Personal cancer story
Annette was diagnosed with a rare and aggressive ampullary cancer in her bile duct in July 2019, at the age of 58.
Less than a month later, she underwent an intensive 11-hour Whipple surgery, where parts of her stomach and pancreas were removed. Six to eight weeks later, she was onto her first round of chemotherapy, and was over halfway through her treatment when the COVID-19 pandemic hit Australia. She still had another four courses of treatment remaining.
“I remember my oncologist sitting me down, it was unprecedented circumstances, and there were risks to both continuing and not continuing treatment”.
“But if the cancer came back, there would always be that question of, ‘what if?’
“I had a week to consider whether I wanted to continue treatment, and in the end, I decided that if I’d come that far then I would go through with the remaining four treatments”.
With Annette’s family being located interstate, and the indefinite period of lockdown, isolation proved to be challenging.
“I live with my partner Eddie, and his two teenage children 3-4 nights a week.

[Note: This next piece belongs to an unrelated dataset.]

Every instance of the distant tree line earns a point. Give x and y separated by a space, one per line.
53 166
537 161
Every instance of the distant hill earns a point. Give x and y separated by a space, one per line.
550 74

We had only moved in together about eight months prior to my diagnosis, and it has been a lot of pressure on the family and our relationship”.
Annette experienced random acts of kindness during the COVID-19 pandemic, which although small, made a big difference.
“It’s those little things, the everyday tasks. As a cancer patient, everybody’s journey is different and in so much of your life, you lose control because it often just becomes about how you feel on any given day”.
“I had people insist that I take their place in the queue, help me to get items down from the shelves and help me to pack my bags so it wasn’t too heavy”.
Being appreciative of the support received, Annette would also love to see it extended to carers.
“People always consider the cancer patient, but often forget the carer. I feel if more people had made contact with Eddie to just check in and say, “Hey mate, do you want to catch up and go for a walk?” it would have helped to relieve some of that stress for him”.
With the COVID-19 situation stabilising in QLD, Annette is looking forward to seeing her family, but is concerned that people will start feeling complacent, and worries about the second wave.
“I think the COVID-19 experience has brought home to people the importance of helping others. I just hope people remember this as they resume their normal routines”.